LN-Bewertung: 4 / 5 Lamas

Aguacuario, Mexiko 2023, 20 Minuten, Regie: José Eduardo Castillo Ponce

© Nathalia Cordeiro

Lapso (Brasilien)

Zwei Teenager in der Peripherie der Großstadt Belo Horizonte, die das gleiche Schicksal eint: Beide wurden wegen Vandalismus zu Sozialstunden in einer Bibliothek verdonnert. „Der erste Tag vom Ende der Welt“ sei heute, so hat es Juliano an die Wand gesprayt. Diese No-Future-Einstellung legt er auch im normalen Leben an den Tag. Weswegen bis auf seine Großmutter auch niemand daran glaubt, dass aus ihm noch einmal etwas wird – er selbst am allerwenigsten. Die taubstumme Bel ist da einen Schritt weiter. Sie scheint schon viel mehr zu wissen, was sie will, und ist dazu noch ein Ass auf dem Skateboard. Nach und nach lockt sie auch Juliano aus seiner Lethargie und bringt ihn unter anderem dazu, Gebärdensprache zu lernen.

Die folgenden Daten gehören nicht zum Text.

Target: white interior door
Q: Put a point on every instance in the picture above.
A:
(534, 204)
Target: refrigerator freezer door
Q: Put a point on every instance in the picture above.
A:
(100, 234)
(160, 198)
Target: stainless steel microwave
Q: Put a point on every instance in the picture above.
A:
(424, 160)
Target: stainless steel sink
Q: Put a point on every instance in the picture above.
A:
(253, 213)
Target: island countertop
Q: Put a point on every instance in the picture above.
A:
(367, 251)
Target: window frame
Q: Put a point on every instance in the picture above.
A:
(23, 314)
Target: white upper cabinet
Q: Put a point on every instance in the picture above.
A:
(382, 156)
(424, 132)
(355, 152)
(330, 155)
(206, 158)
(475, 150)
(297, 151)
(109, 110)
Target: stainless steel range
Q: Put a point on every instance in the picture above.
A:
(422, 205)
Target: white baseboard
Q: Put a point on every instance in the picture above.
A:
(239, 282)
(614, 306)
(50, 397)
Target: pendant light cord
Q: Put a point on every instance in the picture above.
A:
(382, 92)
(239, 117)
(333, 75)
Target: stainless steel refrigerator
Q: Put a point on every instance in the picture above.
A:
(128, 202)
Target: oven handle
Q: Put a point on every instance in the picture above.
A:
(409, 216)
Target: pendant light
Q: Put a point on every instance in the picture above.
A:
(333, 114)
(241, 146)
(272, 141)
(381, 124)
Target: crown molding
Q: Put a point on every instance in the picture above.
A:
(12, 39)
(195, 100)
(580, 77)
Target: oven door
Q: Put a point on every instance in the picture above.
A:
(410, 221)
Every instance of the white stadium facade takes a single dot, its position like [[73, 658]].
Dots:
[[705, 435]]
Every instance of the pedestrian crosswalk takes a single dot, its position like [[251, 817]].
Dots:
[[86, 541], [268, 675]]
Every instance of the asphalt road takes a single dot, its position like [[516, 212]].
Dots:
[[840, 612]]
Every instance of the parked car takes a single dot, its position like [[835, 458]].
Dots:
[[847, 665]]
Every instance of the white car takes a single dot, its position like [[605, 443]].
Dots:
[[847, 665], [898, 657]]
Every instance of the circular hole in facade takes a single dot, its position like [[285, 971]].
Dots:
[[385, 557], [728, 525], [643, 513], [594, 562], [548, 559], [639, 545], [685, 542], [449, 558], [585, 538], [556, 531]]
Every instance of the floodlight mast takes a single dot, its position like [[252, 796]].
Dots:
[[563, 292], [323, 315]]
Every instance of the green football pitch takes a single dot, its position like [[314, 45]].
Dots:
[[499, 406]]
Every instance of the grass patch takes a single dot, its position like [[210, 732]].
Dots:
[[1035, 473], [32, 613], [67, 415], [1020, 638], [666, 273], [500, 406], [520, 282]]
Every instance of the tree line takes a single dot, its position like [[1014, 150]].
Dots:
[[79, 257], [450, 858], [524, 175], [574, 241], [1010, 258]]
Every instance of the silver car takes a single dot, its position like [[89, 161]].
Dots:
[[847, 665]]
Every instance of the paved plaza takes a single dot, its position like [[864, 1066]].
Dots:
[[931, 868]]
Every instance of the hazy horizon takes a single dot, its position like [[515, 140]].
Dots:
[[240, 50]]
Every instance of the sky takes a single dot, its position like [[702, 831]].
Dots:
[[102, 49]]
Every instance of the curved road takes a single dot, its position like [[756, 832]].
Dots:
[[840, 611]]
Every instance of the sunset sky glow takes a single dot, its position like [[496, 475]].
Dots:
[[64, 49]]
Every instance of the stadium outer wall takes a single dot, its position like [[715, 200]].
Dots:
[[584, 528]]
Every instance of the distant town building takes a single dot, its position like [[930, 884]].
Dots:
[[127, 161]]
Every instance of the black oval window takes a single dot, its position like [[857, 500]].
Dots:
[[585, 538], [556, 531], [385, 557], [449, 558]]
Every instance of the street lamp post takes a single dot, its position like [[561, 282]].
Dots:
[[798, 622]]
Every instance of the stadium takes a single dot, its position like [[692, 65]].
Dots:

Regisseurin Caroline Cavalcanti ist selbst schwerhörig und thematisiert Hörbeeinträchtigung eindrucksvoll in ihren Filmen und Drehbüchern. Zwei davon wurden bereits mit Preisen ausgezeichnet und auch Lapsoerhielt auf der Berlinale eine Lobende Erwähnung – zu Recht. Denn die authentische Story, der pulsierende Soundtrack aus brasilianischem Rap und Baile Funk und das einnehmende Spiel der Hauptdarsteller*innen (besonders überzeugend: Beatriz Oliveira als Bel) machen Lapso zu einem Kurzfilm, der auch über die Berlinale-Jugendfilmsektion Generation hinaus interessant ist. Einzig den titelgebenden Lapso (Zeitsprung) hätte es nicht unbedingt gebraucht. Auch ohne dieses eher verwirrende Element würde die Geschichte prima funktionieren.

LN-Bewertung: 4 / 5 Lamas

Lapso, Brasilien 2023, 25 Minuten, Regie: Carolina Cavalcanti

© Luciana Merino & Pascal Viveros

Al sol, lejos del centro (Chile)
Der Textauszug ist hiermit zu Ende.